Karl Glusman (Please Baby Please) : "Le film m’a sauvé émotionnellement après mon divorce"

Karl Glusman (Please Baby Please) : "Le film m’a sauvé émotionnellement après mon divorce"

Dans "Please Baby Please", film d'Amanda Kramer à la proposition radicale à découvrir sur MUBI, Karl Glusman, vu dans "Love" et "Neon Demon", incarne un voyou aussi séduisant que dangereux. Rencontre avec un acteur inspiré et inspirant.

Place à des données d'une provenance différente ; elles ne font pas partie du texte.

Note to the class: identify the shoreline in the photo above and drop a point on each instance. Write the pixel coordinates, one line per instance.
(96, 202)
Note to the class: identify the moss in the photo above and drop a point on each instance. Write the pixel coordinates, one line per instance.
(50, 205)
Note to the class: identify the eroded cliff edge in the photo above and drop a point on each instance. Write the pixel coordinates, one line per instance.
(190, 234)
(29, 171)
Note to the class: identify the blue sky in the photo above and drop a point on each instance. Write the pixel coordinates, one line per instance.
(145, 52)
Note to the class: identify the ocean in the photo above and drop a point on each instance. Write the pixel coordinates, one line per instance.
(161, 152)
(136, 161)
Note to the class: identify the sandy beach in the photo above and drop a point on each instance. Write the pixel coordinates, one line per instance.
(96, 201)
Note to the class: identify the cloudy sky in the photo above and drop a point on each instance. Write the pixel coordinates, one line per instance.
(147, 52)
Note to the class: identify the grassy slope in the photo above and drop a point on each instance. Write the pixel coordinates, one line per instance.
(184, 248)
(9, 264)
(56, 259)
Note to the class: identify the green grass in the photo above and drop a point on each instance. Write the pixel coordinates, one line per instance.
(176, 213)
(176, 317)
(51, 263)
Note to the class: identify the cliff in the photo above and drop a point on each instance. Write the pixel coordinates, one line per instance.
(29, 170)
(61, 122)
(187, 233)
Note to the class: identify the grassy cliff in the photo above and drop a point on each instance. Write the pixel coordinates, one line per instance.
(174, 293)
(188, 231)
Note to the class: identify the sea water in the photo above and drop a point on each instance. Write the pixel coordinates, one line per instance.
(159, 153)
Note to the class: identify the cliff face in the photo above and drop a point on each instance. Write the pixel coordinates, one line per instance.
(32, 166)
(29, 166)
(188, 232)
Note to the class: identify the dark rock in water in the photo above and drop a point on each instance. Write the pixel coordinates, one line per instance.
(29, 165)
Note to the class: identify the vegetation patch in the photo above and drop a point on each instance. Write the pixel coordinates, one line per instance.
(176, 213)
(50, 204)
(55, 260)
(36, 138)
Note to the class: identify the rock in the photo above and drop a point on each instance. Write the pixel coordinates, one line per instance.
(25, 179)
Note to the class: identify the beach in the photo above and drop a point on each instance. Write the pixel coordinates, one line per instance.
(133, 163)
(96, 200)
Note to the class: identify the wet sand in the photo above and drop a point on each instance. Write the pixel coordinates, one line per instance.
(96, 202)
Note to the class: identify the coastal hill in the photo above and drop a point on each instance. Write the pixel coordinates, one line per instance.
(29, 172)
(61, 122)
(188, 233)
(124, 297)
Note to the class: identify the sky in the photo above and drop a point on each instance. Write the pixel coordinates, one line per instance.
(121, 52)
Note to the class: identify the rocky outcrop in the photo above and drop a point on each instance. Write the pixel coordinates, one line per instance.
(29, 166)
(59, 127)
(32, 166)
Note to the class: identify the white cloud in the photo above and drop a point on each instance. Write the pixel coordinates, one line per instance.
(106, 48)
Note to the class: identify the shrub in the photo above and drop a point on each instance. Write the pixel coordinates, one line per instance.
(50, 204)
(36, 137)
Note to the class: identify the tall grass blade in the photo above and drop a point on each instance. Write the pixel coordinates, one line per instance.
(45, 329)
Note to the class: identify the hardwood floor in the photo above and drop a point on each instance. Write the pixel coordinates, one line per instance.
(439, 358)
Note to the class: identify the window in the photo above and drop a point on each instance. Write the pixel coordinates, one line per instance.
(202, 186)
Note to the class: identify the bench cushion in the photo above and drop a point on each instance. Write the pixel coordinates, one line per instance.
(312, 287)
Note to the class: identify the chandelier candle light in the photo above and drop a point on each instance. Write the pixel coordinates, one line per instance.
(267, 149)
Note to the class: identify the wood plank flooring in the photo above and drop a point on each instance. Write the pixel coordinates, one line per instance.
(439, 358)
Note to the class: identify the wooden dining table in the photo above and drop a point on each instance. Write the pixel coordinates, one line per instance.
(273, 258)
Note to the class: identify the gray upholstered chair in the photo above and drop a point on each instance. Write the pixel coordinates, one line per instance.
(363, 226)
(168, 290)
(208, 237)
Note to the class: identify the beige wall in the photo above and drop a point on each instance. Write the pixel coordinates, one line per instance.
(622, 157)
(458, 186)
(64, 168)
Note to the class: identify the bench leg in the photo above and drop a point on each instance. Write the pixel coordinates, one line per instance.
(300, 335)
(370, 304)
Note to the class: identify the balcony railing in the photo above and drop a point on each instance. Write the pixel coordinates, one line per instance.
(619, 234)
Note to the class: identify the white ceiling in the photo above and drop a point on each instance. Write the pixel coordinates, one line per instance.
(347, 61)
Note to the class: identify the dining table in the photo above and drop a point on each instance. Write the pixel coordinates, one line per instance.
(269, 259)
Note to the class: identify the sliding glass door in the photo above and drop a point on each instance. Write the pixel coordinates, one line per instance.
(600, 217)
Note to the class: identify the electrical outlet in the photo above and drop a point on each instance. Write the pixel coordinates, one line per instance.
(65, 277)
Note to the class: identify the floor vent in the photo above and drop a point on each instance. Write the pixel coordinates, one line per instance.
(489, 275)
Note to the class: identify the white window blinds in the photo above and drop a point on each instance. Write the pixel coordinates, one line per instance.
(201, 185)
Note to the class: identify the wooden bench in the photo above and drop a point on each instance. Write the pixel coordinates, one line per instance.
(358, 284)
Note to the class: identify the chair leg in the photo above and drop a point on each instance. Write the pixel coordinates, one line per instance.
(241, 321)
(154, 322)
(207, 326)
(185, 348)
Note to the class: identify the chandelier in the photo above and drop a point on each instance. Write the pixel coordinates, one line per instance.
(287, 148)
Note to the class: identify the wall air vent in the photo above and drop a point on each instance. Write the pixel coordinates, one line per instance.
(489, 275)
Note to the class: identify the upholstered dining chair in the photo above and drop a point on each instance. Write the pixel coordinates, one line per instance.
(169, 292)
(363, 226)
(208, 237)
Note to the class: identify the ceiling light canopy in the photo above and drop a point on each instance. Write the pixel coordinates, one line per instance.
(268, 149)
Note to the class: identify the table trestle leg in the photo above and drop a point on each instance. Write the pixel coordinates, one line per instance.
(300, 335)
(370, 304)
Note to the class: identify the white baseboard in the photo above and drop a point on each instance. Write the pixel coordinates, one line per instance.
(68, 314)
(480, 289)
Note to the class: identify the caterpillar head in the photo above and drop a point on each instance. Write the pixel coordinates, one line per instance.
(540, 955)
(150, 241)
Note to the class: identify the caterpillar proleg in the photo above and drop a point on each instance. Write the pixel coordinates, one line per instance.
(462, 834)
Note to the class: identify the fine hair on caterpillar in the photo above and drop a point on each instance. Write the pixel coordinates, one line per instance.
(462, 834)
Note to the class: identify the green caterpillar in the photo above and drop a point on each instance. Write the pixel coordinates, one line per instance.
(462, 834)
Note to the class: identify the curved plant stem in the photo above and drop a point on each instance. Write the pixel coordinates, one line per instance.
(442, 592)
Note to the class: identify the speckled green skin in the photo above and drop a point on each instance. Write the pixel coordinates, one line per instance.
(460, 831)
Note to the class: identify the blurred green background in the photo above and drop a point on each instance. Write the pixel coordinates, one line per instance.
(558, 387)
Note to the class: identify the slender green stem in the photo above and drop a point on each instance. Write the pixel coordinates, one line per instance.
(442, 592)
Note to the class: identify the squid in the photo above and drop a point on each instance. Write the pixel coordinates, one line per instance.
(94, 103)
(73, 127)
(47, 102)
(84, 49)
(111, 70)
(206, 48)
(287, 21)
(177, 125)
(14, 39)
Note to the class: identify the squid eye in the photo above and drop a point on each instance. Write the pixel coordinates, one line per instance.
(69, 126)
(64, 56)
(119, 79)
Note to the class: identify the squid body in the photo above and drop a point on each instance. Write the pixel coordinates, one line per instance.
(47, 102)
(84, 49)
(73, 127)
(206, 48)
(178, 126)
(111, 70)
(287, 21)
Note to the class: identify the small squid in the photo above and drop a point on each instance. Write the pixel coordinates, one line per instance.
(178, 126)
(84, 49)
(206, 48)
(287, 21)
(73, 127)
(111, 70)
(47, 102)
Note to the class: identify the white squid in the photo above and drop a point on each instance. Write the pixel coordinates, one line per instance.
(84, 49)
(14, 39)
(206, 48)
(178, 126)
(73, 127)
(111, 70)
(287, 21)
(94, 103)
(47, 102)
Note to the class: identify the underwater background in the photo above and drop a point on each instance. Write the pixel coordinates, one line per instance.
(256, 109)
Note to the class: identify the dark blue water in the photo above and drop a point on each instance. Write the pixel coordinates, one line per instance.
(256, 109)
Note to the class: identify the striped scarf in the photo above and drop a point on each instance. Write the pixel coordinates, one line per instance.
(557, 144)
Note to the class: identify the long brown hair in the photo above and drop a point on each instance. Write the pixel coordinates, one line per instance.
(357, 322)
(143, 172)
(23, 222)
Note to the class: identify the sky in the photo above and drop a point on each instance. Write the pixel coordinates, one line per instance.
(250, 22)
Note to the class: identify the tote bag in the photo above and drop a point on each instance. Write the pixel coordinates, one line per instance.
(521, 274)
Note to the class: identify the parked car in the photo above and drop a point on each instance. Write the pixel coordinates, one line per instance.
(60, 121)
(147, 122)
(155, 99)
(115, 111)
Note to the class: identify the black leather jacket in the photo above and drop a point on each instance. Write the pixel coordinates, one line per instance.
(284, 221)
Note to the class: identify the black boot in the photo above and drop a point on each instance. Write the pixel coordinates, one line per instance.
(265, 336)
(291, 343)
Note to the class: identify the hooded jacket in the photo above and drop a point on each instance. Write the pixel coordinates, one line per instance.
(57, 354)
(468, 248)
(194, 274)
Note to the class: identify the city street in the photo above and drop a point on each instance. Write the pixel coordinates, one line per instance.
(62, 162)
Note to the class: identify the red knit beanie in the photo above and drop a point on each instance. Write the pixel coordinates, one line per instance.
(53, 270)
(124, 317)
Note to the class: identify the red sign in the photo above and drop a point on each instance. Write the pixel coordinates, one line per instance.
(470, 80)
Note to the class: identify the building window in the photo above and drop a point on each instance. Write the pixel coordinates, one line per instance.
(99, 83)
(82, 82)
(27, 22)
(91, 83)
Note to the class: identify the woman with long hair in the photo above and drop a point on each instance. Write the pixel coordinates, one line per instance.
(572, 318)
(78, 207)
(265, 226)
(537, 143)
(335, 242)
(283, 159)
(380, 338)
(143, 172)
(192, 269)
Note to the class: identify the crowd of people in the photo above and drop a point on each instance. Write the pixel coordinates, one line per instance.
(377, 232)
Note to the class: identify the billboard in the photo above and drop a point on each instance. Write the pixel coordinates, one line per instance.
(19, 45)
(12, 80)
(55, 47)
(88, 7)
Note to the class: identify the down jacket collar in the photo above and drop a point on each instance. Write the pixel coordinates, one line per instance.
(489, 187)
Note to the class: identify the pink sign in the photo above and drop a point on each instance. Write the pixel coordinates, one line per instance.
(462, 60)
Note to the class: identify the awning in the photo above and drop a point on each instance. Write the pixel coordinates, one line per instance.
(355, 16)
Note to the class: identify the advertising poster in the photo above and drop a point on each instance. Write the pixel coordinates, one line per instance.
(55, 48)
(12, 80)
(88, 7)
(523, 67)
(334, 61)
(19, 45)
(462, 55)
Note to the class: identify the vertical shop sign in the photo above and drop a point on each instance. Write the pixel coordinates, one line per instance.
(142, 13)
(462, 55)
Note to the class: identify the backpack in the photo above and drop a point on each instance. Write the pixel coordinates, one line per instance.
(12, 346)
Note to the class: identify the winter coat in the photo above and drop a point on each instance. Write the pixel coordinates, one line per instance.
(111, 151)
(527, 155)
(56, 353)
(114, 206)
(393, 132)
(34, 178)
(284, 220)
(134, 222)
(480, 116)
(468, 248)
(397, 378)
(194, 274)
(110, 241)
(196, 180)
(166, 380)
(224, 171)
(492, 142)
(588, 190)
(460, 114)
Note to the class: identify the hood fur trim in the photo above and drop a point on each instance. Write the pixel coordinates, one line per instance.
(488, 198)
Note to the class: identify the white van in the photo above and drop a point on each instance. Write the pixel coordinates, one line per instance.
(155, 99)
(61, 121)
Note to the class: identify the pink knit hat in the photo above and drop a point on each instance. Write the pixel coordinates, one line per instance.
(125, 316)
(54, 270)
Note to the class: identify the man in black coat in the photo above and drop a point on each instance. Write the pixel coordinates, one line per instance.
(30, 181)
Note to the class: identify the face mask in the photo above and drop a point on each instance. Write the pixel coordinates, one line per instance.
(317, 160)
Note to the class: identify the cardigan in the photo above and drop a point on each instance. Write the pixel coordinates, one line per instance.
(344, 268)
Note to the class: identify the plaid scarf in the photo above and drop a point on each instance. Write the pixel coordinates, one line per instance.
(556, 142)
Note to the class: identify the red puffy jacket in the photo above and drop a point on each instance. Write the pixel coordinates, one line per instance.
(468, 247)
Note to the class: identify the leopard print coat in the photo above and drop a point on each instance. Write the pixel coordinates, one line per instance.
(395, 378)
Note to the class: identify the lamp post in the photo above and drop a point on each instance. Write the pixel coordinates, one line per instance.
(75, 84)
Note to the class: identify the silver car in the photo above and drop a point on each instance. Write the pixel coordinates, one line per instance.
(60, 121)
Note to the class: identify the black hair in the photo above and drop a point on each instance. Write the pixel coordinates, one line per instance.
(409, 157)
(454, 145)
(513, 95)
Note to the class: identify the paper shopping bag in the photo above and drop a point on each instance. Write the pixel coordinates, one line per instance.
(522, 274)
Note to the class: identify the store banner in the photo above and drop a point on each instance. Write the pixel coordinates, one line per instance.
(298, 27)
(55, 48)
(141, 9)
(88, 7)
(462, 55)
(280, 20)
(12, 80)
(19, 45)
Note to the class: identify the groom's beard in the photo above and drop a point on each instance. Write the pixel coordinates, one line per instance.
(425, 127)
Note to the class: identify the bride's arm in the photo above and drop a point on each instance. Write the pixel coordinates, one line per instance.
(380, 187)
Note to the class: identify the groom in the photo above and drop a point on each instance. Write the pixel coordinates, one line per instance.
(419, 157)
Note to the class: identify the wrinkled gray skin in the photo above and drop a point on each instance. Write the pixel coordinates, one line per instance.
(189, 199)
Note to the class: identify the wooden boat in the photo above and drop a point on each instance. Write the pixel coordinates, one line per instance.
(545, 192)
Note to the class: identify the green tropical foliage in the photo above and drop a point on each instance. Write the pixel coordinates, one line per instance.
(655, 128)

Karl Glusman, voyou et tombeur de Please Baby Please

Troublant, esthétiquement renversant, violent et passionné, le film Please Baby Please est un voyage comme on en fait rarement. Co-écrit et réalisé par Amanda Kramer, il raconte l'histoire d'Arthur (Harry Melling) et Suze (Andrea Riseborough), couple dont la relation va être bouleversée par leur rencontre avec une bande de jeunes voyoux, menée par Teddy (Karl Glusman). Film sur l'amour, sur l'identité de genre, sur ce que l'on est et ce que l'on rêve d'être, sur les cases dans lesquelles la société range les individus, Please Baby Please est une fable contemporaine, un fantasme artistique, et surtout un film à la démarche radicale qui veut célébrer plutôt qu'opposer. On a rencontré Karl Glusman, interprète de Teddy, pour qu'il nous raconte son expérience.

Teddy (Karl Glusman) - Please Baby Please
Teddy (Karl Glusman) - Please Baby Please ©MUBI

Comment est-ce qu'on se retrouve au casting d'un film aussi original et étrange que Please Baby Please ?

Karl Glusman : J’ai une réponse simple : Amanda Kramer. Je ne connaissais pas son travail. J’ai reçu le script de Please Baby Please, je l’ai lu et à la fin je n’étais pas bien sûr de ce que j’avais lu. Je me suis dit, ce petit film va être soit incroyable, soit un désastre total. Son langage en particulier m’a séduit, j’avais l’impression d’être au théâtre, une sorte de version rêvée d’une pièce de Tennessee Williams. Je n’avais jamais lu quelque chose comme ça. Je suis souvent attiré par des propositions qui me semblent inédites et ne m’apparaissent pas confortables. Et la proposition d’Amanda m’est apparue comme ça, son ton, son univers, et l’ampleur du personnage. Amanda nous a laissés vraiment jouer et explorer nos personnages. Donc c’est elle, la raison de ma présence.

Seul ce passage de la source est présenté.